Воспоминания о Верувине. Полное собрание - страница 34
– Всё сказанное Ренамиром – правда. За последние дни мы провели десятки часов в беседах, рассуждениях и спорах… остались вопросы, в которых мы согласия так и не достигли, но каждый из нас должен думать не только о себе, но и о людях. Я смирился и решил… что останусь демилордом, подтверждённым Ренамиром, в его подчинении. Пусть моя гордость вечно грызёт меня за эту личную капитуляцию, но я делаю это ради вас, жители Тагервинда. Потому что никто не знает этот город так, как я, и никто не сможет лучшим образом объединить эти знания со стремлениями и целями… – он сделал паузу, вздохнул и посмотрел на Ренамира. – Новой власти.
Люди ликовали, бросали головные уборы и выкрикивали имена обоих правителей. Гилмор, видя это, был искренне рад и не скрывал чувств. Ренамир же стоял со спокойной, гордой улыбкой и ждал тишины.
– Но ваше высочество! – выкрикнул вдруг кто-то из толпы.
– Да? – переспросили синхронно Гилмор и Ренамир, после чего неловко переглянулись.
– А как же совет? Что они скажут обо всём этом? – беспокоился один из горожан.
Гилмор задумался на секунду и уверенно ответил:
– Моя забота – судьба Тагервинда. Совет – дело нашего нового… императора.
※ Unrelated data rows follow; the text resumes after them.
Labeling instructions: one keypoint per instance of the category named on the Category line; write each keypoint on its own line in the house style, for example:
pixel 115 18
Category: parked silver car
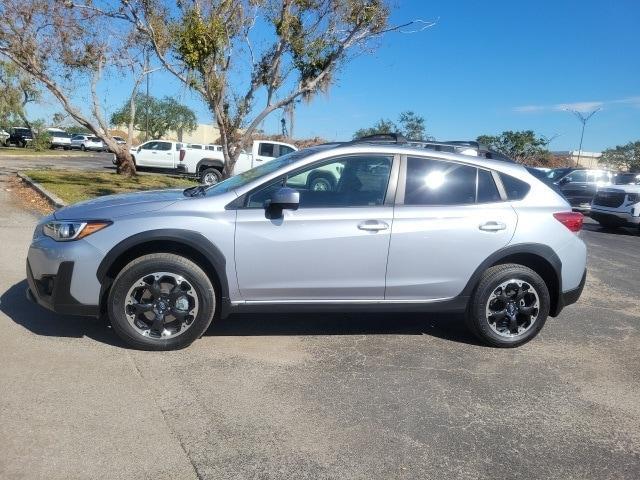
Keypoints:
pixel 404 227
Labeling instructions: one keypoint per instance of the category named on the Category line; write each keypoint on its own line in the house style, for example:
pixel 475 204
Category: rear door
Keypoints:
pixel 449 217
pixel 574 187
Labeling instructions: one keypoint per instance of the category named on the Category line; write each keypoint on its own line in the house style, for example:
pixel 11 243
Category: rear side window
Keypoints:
pixel 515 189
pixel 487 190
pixel 433 182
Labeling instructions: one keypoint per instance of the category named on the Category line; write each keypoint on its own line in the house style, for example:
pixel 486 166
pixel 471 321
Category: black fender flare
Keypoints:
pixel 209 162
pixel 188 238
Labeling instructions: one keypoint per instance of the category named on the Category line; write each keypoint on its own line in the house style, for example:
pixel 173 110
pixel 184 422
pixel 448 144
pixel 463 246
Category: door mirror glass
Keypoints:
pixel 284 198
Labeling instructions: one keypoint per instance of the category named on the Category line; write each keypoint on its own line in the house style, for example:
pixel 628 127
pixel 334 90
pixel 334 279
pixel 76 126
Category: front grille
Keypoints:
pixel 609 199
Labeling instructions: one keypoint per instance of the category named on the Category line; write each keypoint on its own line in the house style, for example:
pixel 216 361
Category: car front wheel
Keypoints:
pixel 210 176
pixel 509 307
pixel 161 302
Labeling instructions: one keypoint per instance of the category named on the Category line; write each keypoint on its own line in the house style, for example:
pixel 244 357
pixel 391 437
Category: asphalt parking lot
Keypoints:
pixel 324 396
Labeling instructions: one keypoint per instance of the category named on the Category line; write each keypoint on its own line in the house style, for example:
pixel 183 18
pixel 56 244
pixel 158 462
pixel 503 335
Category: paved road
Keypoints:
pixel 325 396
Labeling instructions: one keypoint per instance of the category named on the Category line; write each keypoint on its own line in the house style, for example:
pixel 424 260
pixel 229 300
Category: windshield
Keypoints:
pixel 249 176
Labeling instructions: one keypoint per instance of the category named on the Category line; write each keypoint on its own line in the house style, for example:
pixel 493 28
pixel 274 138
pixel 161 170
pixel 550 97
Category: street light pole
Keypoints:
pixel 584 118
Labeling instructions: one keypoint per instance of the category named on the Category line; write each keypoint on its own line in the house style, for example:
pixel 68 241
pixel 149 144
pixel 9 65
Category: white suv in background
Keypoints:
pixel 618 205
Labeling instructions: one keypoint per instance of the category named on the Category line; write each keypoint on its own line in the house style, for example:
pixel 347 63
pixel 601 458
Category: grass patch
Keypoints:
pixel 30 152
pixel 73 186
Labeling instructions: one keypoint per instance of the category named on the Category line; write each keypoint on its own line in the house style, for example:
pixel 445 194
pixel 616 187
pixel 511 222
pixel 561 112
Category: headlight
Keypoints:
pixel 62 231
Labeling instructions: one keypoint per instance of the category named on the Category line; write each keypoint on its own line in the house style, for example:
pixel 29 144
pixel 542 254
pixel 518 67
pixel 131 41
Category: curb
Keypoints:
pixel 53 199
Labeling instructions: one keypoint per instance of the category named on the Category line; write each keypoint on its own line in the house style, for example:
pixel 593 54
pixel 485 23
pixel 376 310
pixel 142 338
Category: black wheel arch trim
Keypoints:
pixel 188 238
pixel 537 249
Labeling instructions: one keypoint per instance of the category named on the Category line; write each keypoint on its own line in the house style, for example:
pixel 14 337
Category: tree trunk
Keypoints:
pixel 124 163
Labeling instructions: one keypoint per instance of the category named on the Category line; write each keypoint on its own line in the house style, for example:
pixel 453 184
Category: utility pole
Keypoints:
pixel 146 100
pixel 584 118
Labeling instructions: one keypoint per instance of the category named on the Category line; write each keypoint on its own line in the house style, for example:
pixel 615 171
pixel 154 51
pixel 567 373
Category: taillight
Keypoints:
pixel 571 220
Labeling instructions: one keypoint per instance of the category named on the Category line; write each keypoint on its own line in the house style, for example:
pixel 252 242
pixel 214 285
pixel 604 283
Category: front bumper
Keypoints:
pixel 569 297
pixel 620 218
pixel 53 292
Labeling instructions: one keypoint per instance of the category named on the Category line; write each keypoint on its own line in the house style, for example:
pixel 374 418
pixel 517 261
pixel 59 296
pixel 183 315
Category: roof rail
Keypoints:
pixel 452 146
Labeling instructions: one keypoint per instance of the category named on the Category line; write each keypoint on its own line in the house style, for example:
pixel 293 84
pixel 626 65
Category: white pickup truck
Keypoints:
pixel 205 162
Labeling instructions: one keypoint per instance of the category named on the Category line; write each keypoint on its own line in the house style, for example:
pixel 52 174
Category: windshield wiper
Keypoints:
pixel 195 191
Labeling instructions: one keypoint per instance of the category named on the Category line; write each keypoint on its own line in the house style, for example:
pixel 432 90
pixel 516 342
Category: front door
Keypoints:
pixel 449 218
pixel 334 247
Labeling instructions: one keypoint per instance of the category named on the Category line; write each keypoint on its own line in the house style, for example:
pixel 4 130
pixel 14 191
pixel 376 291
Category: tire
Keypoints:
pixel 210 176
pixel 608 225
pixel 321 183
pixel 135 284
pixel 496 285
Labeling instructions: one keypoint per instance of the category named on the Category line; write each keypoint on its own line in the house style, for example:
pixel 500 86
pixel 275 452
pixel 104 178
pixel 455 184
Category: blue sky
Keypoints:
pixel 485 67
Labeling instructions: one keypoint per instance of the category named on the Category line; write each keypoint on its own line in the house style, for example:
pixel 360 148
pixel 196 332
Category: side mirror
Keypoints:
pixel 284 198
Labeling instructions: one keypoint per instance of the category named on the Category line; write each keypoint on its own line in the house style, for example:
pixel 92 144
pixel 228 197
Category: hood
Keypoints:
pixel 621 188
pixel 113 206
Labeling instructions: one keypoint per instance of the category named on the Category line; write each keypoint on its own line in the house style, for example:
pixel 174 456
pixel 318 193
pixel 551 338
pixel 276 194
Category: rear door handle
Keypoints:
pixel 492 226
pixel 373 226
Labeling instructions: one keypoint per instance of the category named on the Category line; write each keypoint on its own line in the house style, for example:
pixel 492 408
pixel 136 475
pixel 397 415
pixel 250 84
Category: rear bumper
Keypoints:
pixel 53 292
pixel 620 218
pixel 569 297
Подрагивающие мышцы лица и паузы в речи выдавали в Гилморе тяжесть, с которой он признавал власть молодого Ренамира. Эта жертва была для него не столь мала, как он хотел бы изобразить, а сам император пока ещё по старой привычке довольствовался этой маленькой моральной издёвкой над бывшим врагом, преклонившим колени.
– О Совете я позабочусь, можете не переживать, – спокойно сказал Ренамир. – Пока они найдут в себе силы объединиться, я уже сотру их с карты поодиночке. Не захотят сражаться – приму под своё знамя без боя, хотя лорды всё равно будут казнены; захотят защищать свой дом – осадим, как осаждали все прошлые города. С теми, кто ни говорить не станет, ни меча обнажать – разговор будет особенно коротким. Быть может, среди них найдутся ещё достойные люди вроде Гилмора, но я в этом сильно сомневаюсь.
Из речи Ренамира казалось, будто он, несмотря на свои демонстративные блага, милосердие и снисходительность, наслаждался войной – ему нравилось уничтожать своих врагов, но это удовольствие ему доставляли именно смерти лордов, а не простых людей.
Далее последовали обсуждения новых законов, уточнения положений и раздача титулов. Нори спокойно просидел это время на крыльце и размышлял о том, какое место в этом мире теперь у него: стоит ли ему остаться солдатом и обрести славу на поле боя или попробовать убедить Ренамира отпустить его в скором времени? Как бы то ни было, сейчас выбора не оставалось, кроме альтернативы любому испытанию в жизни: бежать, пока ноги не сотрутся в кровь, пока в горле не пересохнет настолько, что произносить тщетные молитвы станет невозможно; бежать настолько далеко, насколько хватит сил, и питаться одной лишь надеждой на чудо. Этот вариант Нори предпочитал не рассматривать, потому как последние дни его жизни говорили о явном отсутствии удачи. Попутный ветер судьбы закончился в тот момент, когда Нори упал в Таг с северной стены, и вместо него началось бурное течение непредсказуемых событий.
Когда толпа стала расходиться, Нори размял ноги, затёкшие в не разношенных сапогах, поднялся и решил, что до новых сборов и приказов может отправиться домой. Поглядывая на солнце, падающее за городскую стену, Нори шёл по знакомой улице и видел на лицах людей искреннюю радость: солдаты Ренамира до верху забили городские таверны, а некоторые из них продолжали помогать коренным жителям Тагервинда даже сейчас, после чего оставались в качестве гостей в их домах, где потом и ночевали. Большая часть армии, не пожелавшая нежиться в городе и налаживать общение с тагервиндцами, осталась за стеной, в массивном палаточном лагере – там они не радовались миру, а готовились к войне: точили оружие, тренировались, заранее изготавливали детали для осадных машин, чтобы затем просто собрать их из частей, а также охотились, забирали урожай с разорённых окраин и оставляли его в запасах армии. Ренамир знал обо всём этом, но ради поддержания лояльности иногда позволял солдатам делать то, что они хотят – в пределах его собственных указаний, разумеется. Через месяц наверняка выяснится, что девушки, жившие за стеной, подозрительным образом забеременели сразу после осады, а у их родителей куда-то вдруг исчезли припасённые мешки с мукой, но скажет ли кто-то из них правду – определит борьба двух чувств: страха перед лордом и жажды справедливости.